La Reggina in otto partite ha ottenuto quattro vittorie e quattro pareggi. Un ruolino che al momento non vale la testa della classifica.

Non è preoccupato Andrea Gianni, direttore generale amaranto.

“Non guardo – rivela  ai microfoni di Buongiorno Reggina – la classifica adesso. Sono soddisfatto di quello che la squadra sta facendo e di ciò che la società sta programmando. Ci sono due tipi di conduzione societaria: quella che programma bimestralmente e annulamente, mentre quella della squadra va vissuta settimana per settimana.  Al di là del fatto che riconosciamo che questo è un campionato difficile, a maggior ragione il girone C, avere questo tipo di continuità e dimostrare una maturità che, di volta in volta, viene definita importante”.

Gianni conosce i tre raggruppamenti della terza serie:”A, B e C sono tre gironi completamente diversi. Inutile parlare di fughe e di volate, perché c’è l’andata ed il ritorno con squadre che, a gennaio, si rinforzano o cominciano a smembrare.  Il girone B è quello con più capacità economica seppur giocando in stadio con 100-150 persone, ma quella tranquillità alla fine può risultare pure negativo. Chi ha bisogno di fare qualcosa di importante ha bisogno di stimoli”.

“I numeri – rivela Gianni –  ci dicono che la Reggina è tra le squadre più seguite, se non le più seguite. Ho avuto contezza di quanto fosse diffusa la passione per i colori amaranto quando ho ricevuto una telefonata da un mio collega romano che non sentivo da tanti anni e mi diceva che il suo dominus, avvocato importantissimo di Roma, era tifoso della Reggina e aveva bisogno di una maglia. Lì ho capito che passione c’è. Sta a noi accenderla e tenerla viva”.

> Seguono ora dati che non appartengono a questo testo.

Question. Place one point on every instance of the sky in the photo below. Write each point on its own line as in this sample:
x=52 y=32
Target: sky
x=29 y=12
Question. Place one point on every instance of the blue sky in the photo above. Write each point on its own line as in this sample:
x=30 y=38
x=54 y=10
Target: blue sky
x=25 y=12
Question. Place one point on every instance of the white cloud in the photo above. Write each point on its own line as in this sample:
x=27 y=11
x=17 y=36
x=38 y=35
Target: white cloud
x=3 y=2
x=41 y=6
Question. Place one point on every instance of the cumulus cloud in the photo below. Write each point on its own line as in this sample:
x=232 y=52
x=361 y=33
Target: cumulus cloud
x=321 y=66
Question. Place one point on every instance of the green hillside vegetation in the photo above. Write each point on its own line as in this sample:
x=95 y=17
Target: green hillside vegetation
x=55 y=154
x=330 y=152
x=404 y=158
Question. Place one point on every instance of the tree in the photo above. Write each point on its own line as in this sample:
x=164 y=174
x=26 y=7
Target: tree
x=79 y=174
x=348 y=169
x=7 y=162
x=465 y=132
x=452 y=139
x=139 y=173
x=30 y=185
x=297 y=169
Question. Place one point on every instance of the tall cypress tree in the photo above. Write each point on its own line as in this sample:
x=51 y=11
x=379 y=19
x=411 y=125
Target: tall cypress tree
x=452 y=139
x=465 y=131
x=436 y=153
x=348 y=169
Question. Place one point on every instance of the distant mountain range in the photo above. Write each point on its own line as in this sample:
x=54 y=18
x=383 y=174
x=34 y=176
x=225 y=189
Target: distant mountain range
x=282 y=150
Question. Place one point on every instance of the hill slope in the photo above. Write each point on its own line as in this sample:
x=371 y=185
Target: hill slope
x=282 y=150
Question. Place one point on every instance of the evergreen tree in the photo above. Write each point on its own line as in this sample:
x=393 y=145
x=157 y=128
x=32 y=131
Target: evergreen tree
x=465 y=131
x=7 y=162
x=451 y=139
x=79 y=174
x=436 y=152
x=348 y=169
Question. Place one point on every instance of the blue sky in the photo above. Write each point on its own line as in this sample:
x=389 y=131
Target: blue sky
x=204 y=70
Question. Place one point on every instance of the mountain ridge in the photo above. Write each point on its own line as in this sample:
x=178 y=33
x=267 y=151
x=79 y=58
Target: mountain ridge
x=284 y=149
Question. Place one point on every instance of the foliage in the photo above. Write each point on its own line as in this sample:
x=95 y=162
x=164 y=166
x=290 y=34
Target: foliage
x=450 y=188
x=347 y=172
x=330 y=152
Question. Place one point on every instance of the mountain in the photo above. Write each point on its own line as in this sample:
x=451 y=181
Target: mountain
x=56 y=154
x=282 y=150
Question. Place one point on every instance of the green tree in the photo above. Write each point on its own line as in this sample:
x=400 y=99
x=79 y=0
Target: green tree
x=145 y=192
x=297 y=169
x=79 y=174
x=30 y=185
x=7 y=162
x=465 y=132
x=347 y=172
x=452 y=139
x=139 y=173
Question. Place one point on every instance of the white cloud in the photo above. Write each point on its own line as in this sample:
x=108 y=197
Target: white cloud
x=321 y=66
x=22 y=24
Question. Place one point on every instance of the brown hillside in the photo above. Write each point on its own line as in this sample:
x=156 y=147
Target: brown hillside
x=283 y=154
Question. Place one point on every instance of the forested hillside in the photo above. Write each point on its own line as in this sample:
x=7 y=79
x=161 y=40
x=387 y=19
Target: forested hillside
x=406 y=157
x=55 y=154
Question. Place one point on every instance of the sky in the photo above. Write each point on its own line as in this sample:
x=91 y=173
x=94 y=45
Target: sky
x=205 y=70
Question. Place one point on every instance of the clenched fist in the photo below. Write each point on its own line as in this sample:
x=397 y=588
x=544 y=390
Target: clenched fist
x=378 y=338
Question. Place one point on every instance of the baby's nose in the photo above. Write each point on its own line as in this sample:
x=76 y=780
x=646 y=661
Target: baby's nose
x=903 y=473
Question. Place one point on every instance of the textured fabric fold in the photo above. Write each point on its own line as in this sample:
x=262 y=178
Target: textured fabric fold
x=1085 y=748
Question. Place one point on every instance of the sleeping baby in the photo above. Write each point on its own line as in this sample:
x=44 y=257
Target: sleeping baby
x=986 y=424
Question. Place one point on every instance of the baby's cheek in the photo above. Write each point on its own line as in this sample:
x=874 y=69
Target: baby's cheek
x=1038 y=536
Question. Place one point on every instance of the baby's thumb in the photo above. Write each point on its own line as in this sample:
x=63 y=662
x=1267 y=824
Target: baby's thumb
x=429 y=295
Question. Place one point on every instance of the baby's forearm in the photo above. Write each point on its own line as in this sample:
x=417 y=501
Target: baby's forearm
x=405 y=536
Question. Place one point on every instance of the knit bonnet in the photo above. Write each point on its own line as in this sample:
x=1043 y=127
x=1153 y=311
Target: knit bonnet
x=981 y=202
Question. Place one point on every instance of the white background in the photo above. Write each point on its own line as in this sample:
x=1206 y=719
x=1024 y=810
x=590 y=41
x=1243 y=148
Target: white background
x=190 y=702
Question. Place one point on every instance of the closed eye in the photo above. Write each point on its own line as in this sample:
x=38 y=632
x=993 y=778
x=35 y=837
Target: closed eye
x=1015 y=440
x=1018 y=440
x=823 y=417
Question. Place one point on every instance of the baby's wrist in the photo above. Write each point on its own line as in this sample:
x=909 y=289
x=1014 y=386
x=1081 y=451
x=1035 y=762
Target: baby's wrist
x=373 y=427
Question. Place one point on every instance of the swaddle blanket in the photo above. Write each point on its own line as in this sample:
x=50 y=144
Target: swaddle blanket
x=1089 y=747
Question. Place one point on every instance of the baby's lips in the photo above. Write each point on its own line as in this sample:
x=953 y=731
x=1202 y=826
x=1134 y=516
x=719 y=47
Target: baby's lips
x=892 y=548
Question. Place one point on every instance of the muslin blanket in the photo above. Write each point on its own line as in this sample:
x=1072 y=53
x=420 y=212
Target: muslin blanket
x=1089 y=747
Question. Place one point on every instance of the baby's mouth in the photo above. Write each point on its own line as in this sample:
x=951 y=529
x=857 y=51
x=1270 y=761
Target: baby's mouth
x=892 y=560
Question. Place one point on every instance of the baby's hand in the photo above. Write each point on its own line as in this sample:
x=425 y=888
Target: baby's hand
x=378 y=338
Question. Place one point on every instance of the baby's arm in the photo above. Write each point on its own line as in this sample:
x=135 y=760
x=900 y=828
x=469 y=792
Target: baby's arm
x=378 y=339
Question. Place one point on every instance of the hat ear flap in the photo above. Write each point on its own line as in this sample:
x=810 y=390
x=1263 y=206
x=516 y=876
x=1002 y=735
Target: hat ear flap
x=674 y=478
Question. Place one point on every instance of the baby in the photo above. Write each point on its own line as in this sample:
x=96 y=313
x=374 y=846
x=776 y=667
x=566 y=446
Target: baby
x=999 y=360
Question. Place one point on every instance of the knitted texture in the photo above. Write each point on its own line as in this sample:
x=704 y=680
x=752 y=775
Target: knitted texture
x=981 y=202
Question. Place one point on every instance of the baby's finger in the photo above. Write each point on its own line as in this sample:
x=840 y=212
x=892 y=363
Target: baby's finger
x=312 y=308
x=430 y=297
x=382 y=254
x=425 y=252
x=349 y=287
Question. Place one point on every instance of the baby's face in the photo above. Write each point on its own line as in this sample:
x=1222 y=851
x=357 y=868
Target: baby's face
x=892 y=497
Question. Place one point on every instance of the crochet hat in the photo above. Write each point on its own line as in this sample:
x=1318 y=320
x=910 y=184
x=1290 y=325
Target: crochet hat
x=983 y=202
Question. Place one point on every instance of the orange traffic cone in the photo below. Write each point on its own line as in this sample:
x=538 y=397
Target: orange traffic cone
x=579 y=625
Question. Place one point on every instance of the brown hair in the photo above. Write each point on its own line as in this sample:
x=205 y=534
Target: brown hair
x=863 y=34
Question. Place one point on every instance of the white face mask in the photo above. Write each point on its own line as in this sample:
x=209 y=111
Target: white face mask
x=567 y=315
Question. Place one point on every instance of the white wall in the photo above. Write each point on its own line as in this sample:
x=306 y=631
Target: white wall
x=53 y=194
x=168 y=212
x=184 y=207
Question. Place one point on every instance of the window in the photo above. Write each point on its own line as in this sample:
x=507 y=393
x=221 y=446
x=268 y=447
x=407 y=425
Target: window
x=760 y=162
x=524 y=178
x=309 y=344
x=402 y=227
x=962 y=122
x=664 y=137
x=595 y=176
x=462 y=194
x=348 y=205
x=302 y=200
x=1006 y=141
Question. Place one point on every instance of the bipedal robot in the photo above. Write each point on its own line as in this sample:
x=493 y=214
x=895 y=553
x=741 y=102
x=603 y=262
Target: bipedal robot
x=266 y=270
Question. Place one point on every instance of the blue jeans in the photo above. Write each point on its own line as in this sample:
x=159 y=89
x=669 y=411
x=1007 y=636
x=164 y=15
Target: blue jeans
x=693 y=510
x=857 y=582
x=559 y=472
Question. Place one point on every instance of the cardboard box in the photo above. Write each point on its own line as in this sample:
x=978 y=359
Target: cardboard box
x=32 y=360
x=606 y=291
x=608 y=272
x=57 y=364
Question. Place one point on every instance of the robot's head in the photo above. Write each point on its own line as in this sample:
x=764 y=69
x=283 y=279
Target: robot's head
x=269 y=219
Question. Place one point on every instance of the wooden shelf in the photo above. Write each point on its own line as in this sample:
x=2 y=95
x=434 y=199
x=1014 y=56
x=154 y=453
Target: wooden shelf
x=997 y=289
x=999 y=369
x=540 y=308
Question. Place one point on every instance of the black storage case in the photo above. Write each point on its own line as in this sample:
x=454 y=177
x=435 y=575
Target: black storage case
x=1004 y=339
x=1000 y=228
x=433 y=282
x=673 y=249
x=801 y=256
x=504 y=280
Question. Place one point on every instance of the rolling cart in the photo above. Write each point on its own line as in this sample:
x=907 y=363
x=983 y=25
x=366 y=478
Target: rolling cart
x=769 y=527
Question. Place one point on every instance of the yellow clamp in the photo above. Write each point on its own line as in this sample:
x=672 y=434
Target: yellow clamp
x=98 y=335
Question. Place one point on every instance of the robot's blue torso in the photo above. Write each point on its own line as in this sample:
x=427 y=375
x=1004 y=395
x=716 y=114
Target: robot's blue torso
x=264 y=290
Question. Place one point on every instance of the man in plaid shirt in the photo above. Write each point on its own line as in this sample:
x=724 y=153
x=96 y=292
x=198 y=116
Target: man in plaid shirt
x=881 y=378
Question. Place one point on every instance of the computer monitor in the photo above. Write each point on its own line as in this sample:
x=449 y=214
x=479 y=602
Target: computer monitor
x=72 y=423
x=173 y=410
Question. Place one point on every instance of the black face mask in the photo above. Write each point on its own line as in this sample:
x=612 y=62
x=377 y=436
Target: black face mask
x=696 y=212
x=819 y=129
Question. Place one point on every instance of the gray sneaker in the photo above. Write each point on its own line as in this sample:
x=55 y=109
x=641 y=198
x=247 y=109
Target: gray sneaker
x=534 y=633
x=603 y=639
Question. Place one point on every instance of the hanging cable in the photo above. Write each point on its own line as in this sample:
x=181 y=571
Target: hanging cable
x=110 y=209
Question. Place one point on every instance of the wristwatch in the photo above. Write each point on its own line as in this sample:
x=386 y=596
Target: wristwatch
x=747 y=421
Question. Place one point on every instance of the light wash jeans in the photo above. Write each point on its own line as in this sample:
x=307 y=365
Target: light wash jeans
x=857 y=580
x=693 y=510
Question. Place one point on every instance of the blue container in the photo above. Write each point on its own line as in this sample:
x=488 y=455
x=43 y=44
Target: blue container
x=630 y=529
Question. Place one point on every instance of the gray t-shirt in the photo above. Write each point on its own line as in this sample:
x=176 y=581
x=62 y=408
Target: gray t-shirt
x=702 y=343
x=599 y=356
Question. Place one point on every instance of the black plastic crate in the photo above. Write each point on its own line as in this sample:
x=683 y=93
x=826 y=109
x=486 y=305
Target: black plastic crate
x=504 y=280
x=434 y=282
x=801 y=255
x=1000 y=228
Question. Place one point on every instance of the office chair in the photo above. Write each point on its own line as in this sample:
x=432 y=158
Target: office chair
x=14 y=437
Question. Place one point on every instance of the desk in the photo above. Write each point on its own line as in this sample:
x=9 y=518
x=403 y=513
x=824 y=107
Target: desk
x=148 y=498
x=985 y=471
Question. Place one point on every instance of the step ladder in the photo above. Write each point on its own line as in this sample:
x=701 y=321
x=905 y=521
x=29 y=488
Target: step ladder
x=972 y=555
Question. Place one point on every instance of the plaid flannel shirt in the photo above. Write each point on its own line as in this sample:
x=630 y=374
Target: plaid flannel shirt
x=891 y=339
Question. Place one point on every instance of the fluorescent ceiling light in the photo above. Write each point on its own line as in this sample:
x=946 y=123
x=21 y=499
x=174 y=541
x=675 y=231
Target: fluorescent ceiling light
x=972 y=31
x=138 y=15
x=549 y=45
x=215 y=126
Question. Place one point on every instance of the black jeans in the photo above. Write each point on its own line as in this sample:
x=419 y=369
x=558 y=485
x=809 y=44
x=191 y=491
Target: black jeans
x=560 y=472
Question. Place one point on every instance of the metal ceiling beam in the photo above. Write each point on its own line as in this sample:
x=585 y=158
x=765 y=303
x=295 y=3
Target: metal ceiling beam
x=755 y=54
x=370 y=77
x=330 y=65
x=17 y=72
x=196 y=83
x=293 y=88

Snobbata quasi alla vigilia del campionato, adesso la squadra amaranto viene indicata da tutti come una delle squadre più forti: “Abbiamo preferito avere un profilo basso, perché quando siamo partiti a fare la campagna acquisti smembrando la rosa precedente per modellare il gruppo secondo i requisiti di Toscano e Taibi, abbiamo lavorato dietro le quinte. I più grandi operatori di mercato non ci calcolavano. Per noi è stato un bene, siamo riusciti a lavorare in maniera tranquilla. Quando i risultati sono iniziati ad arrivare. Ci sarà anche qualche gufo, però li teniamo bene alla larga”.